Not surprisingly, many firms have been responding by giving workers flexibility that might not have been possible in decades past, particularly with work-from-home policies. According to Govil, approximately 40,000 of Wipro’s employees lived in the city of Bangalore— often considered India’s Silicon Valley—before the pandemic. Following the onset of COVID-19, approximately 50 percent left the city for their hometowns and did not return. Today, nearly his entire team works remotely. He senses a trend in which people want to be more self-reliant, although his firm has also focused on offering raises and robust health-care packages. It has also started hiring younger workers, often directly from colleges, and investing in their training.

For people like Giri Prasad Reddy (no relation to Guru Prasad Reddy), a senior manager for human resources at an IT firm, the country’s high attrition rates—particularly for urban workers who took up farming—have much to do with the lengthy time that many of these workers unexpectedly spent in their villages. “A lot of IT workers stayed for one or two years in their hometown,” he says. For many of them, this was the first time in years that they had spent more than a month with their families. This extended time, he believes, inspired some to stay behind and continue farming or take up new forms of work in their towns.

To help incentivize employees to remain with the company, Reddy and others say they have increased compensation as a key part of their hiring and retention strategy. According to Reddy, they initially offered 25 percent raises. Now, they’re granting 40 percent to 50 percent pay hikes—sometimes as high as 100 percent. He says that his firm and other small- and medium-size companies had little choice but to jump into pay wars in order to compete with larger firms with the brand pull to attract skilled employees.

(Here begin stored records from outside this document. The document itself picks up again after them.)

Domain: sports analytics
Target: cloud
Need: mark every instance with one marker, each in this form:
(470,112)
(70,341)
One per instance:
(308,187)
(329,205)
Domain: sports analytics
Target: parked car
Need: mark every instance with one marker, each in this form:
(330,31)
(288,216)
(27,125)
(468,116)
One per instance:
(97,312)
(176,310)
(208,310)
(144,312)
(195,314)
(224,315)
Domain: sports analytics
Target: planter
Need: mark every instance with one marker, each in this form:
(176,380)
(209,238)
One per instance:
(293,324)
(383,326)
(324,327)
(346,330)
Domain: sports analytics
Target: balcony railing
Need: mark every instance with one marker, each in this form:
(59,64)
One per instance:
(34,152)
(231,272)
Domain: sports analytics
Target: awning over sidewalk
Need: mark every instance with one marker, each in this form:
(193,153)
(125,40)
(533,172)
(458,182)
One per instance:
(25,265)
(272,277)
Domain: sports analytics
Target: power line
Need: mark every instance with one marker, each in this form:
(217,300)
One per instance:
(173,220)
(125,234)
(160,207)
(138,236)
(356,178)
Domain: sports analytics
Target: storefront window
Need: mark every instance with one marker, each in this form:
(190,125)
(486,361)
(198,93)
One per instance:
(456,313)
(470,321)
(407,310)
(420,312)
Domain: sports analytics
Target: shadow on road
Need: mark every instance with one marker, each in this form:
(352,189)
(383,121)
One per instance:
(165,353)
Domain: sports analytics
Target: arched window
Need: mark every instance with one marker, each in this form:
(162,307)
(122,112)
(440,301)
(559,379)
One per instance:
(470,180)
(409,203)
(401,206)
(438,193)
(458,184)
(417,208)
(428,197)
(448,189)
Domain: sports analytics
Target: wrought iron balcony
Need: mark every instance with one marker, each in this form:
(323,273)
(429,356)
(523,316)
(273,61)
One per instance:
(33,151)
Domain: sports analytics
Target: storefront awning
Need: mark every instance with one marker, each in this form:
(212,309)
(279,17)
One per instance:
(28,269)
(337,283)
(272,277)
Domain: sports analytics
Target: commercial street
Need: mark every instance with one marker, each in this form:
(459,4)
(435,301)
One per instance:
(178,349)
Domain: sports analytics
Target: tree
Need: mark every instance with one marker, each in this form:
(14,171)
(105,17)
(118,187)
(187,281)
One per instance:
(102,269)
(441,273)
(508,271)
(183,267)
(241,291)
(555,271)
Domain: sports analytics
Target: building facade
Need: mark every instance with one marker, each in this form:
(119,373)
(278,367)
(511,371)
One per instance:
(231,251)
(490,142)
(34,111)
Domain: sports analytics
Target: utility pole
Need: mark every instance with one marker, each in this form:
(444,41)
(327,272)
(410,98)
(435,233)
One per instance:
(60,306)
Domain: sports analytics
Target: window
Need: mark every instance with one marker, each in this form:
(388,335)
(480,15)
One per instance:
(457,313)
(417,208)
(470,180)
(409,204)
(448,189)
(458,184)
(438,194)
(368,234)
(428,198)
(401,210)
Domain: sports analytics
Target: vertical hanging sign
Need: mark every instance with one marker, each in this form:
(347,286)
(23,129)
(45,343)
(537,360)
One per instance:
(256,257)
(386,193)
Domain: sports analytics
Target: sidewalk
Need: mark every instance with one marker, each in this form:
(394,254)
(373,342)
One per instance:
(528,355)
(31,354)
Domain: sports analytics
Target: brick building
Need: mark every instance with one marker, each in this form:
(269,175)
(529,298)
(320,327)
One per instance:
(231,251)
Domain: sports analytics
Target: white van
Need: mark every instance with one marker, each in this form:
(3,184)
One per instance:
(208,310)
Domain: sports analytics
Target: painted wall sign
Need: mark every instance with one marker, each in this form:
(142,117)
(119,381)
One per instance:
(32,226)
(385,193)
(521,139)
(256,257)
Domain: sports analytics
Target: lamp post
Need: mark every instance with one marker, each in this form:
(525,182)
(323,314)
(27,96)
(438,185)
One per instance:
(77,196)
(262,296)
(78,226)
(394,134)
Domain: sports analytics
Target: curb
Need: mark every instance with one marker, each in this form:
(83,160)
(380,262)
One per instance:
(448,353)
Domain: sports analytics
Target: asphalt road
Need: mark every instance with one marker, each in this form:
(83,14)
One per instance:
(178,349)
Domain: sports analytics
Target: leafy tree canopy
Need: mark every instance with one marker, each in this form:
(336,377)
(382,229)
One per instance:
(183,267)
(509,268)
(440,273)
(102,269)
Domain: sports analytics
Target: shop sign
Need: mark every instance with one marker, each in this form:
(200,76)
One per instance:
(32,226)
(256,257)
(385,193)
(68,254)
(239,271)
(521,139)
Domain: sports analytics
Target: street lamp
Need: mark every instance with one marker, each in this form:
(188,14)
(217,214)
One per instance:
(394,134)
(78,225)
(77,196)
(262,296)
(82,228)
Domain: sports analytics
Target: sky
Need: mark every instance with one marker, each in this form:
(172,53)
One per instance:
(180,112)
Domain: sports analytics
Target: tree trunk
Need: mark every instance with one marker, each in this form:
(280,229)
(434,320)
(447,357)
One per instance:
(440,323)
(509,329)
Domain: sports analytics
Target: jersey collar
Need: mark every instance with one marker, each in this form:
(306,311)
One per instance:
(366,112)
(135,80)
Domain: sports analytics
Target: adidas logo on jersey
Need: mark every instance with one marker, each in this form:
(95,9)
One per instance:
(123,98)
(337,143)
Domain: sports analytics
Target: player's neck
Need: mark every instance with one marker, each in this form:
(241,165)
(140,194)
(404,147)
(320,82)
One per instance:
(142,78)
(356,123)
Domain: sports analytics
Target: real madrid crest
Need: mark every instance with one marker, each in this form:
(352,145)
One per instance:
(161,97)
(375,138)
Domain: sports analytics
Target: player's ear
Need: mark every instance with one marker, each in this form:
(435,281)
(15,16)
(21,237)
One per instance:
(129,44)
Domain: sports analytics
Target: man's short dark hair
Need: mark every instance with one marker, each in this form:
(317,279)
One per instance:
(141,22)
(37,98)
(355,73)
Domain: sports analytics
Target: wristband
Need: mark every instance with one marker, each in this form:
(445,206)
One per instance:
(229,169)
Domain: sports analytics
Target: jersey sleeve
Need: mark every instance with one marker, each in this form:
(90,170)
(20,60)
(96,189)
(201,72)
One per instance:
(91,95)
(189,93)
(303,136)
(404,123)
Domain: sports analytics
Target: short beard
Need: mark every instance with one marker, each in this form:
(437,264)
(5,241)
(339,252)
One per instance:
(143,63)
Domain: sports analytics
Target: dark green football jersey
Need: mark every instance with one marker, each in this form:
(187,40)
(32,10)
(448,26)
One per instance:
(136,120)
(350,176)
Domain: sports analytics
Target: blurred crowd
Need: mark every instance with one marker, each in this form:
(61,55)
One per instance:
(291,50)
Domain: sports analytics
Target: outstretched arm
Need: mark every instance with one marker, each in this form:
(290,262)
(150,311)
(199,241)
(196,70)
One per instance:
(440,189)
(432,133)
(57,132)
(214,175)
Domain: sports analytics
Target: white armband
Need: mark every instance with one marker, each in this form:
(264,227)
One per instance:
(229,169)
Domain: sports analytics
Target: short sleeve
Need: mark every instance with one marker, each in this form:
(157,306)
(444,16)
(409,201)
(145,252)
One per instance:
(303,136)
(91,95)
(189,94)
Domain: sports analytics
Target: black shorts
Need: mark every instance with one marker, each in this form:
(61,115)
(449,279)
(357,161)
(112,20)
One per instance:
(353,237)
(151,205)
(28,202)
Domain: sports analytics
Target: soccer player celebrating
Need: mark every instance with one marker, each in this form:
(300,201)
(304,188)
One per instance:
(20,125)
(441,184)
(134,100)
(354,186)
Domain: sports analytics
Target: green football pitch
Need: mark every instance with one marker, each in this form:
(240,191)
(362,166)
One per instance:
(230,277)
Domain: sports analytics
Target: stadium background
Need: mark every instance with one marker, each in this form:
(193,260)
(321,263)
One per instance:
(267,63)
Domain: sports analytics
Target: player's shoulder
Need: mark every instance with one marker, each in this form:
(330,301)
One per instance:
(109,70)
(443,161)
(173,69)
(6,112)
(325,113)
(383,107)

And then there are firms that are meeting the migrants where they are—hiring and supporting talented workers in small villages instead of expecting them to move to cities. One large company in the food and facilities-management services industry says it has sought to train local youth rather than depending on migrant workers. But whatever steps they’re taking, managers largely agree that many employees have shifted their mindset. They now place greater emphasis on pursuing personal interests, being closer to family, and undertaking hands-on work like farming. It is a shift that has persisted even as COVID-19 numbers have dropped, suggesting an evolving model for the Indian workforce.

Two years after the first wave of COVID-19, large-scale vaccination efforts and low transmission rates have reopened pathways for workers to return to, and stay in, cities. According to research by the Yale Economic Growth Center, this post-pandemic return to urban areas has helped migrants significantly. Yale’s surveys found that these “remigrants” were able to earn 85 percent of their pre-pandemic income; for those who stayed in their villages, the number was only 18 percent. “For economic and social reasons, migration, on balance, is a very liberating phenomenon in India,” says migration expert and IIM-Ahmedabad economics professor Chinmay Tumbe.

In the end, many firms and economists hope it won’t be just remote work and higher pay that bring people back but rather the social life that a city can offer. That seems to be the case for Janna Poojari, a 28-year-old who has had the opportunity to compare lifestyles. Poojari left a city during a lockdown for temporary lodgings on his parents’ terrace in a village in south India. Since then, he has helped out on his family farm and co-started a restaurant. Still, he longs for bustling Mumbai. “I used to think Mumbai was too stressful,” he says. “But now I think it is too quiet, too clean where I am. I miss my old life, my old friends.”